In this article, we’ll explain how STAR stress birefringence works, and how to evaluate the impact of stress birefringence using OpticStudio.
How STAR stress birefringence works
Required inputs for stress birefringence
Stress birefringence calculation requires two external inputs: stress FEA data files and stress-optical coefficients.
For stress FEA data files, nine columns in a tab-delimited format provide the stress tensor normal and shear components, with columns in the following order:
[X position, Y position, Z position, SX, SY, SZ, SXY, SYZ, SXZ].
The position units should be in mm while the stress tensor components units should be in MPa.

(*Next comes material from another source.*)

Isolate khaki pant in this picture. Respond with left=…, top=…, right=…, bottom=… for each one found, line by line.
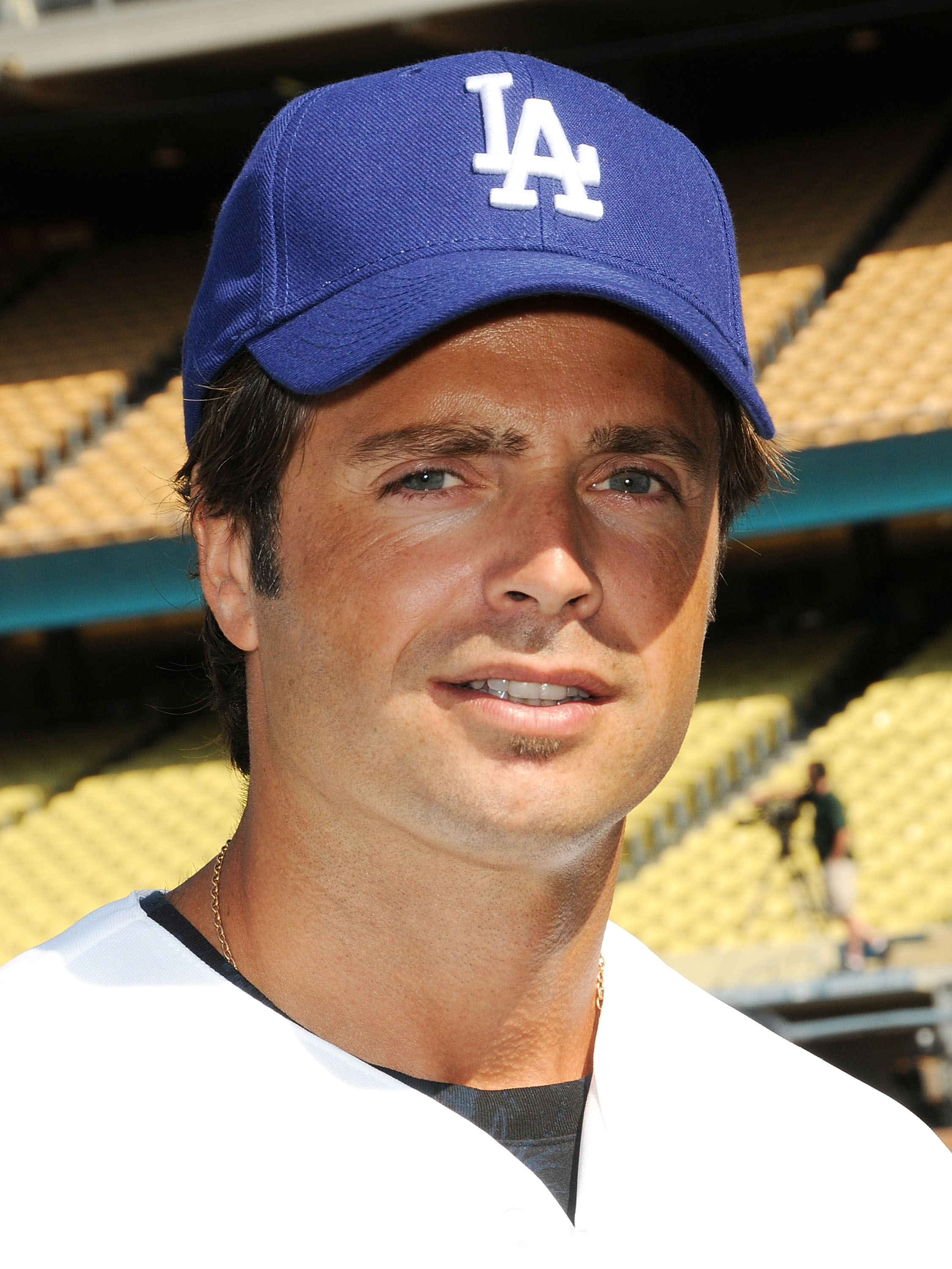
left=823, top=859, right=857, bottom=917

At the same time, the material catalog is being updated to include stress-optical coefficients. The AGF file can include stress birefringence material properties. Below the IT lines there will be a new BD line (BD for Birefringence Data). The line(s) in the AGF file look like this:
The coefficients data will be provided in the format as following, holding four values:
- Wavelength at which the Stress Optical Coefficient was measured (in micrometers)
- Stress Optical Coefficient K = K11-K12 (unit 10-6 mm²/N)

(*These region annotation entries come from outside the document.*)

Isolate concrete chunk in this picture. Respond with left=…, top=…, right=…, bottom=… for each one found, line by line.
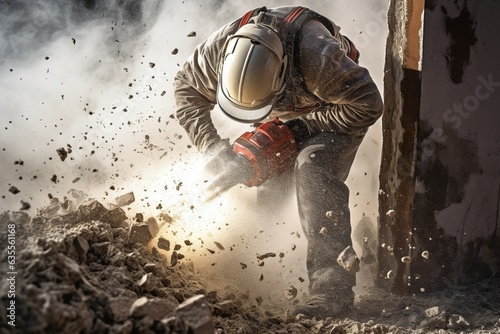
left=128, top=222, right=154, bottom=245
left=115, top=191, right=135, bottom=207
left=175, top=295, right=215, bottom=334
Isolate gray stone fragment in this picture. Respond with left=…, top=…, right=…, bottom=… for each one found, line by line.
left=175, top=295, right=215, bottom=334
left=337, top=246, right=360, bottom=273
left=157, top=237, right=170, bottom=251
left=129, top=297, right=177, bottom=321
left=146, top=217, right=160, bottom=237
left=107, top=296, right=134, bottom=322
left=103, top=208, right=128, bottom=228
left=115, top=191, right=135, bottom=207
left=128, top=222, right=158, bottom=245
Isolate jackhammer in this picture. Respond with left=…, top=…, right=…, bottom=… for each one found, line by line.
left=205, top=118, right=298, bottom=202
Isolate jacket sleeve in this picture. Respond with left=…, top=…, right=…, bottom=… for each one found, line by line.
left=174, top=22, right=235, bottom=152
left=299, top=21, right=383, bottom=135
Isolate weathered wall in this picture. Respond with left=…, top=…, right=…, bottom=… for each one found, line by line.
left=377, top=0, right=423, bottom=291
left=379, top=0, right=500, bottom=292
left=412, top=0, right=500, bottom=287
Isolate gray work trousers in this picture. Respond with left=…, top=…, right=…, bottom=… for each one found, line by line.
left=261, top=132, right=363, bottom=298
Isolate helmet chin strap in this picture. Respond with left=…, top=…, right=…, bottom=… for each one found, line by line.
left=250, top=12, right=278, bottom=32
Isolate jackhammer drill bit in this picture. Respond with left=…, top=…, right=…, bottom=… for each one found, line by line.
left=201, top=155, right=252, bottom=203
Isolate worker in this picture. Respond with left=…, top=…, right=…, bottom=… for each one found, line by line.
left=174, top=7, right=383, bottom=318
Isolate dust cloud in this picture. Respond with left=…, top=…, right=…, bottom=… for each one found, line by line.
left=0, top=0, right=388, bottom=303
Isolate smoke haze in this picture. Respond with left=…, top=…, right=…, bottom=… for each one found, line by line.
left=0, top=0, right=387, bottom=308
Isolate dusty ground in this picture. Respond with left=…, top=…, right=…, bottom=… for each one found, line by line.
left=0, top=194, right=500, bottom=333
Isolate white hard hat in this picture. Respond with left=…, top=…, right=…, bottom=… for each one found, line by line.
left=217, top=23, right=287, bottom=123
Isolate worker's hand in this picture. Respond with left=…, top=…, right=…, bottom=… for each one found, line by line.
left=285, top=118, right=310, bottom=147
left=205, top=139, right=236, bottom=177
left=202, top=143, right=252, bottom=201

- -K11 photoelastic coefficient for light oscillating parallel to the direction of stress (unit 10-6 mm²/N)
- -K12 photoelastic coefficient for light oscillating perpendicular to the direction of stress (unit 10-6 mm²/N)

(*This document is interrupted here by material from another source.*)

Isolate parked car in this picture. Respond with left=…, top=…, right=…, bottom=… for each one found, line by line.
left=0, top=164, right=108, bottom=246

For stress birefringence simulation, both stress-optical coefficients K11 and K12 are required. If stress-optical coefficients are defined for a single wavelength, the model considers them to be constant across the spectral range. If the coefficients are defined for more than a wavelength, then an interpolation is made to consider the variation across the spectrum.
STAR stress birefringence workflow
When external inputs have been well prepared, you can use functions under the STAR tab to simulate and analyse the stress birefringence effects:
Multiphysics Data Viewer can be used to view the FEA stress datasets and verify the correct file before assigning it to an optical surface and performing a numeric fit. Through changing the settings, normal and shear stresses can be checked separately.
Next, through Multiphysics Data Loader, you can import stress datasets and assign them to optical surfaces. Once you have verified that the datasets are all aligned, click OK (Fit Multiphysics Data), then the fitting is done.
Fit Assessment provides controls to adjust the numerical fit settings for each stress dataset to its associated surface while Alignment Check allows for an overall view of the alignment of stress datasets in a single window.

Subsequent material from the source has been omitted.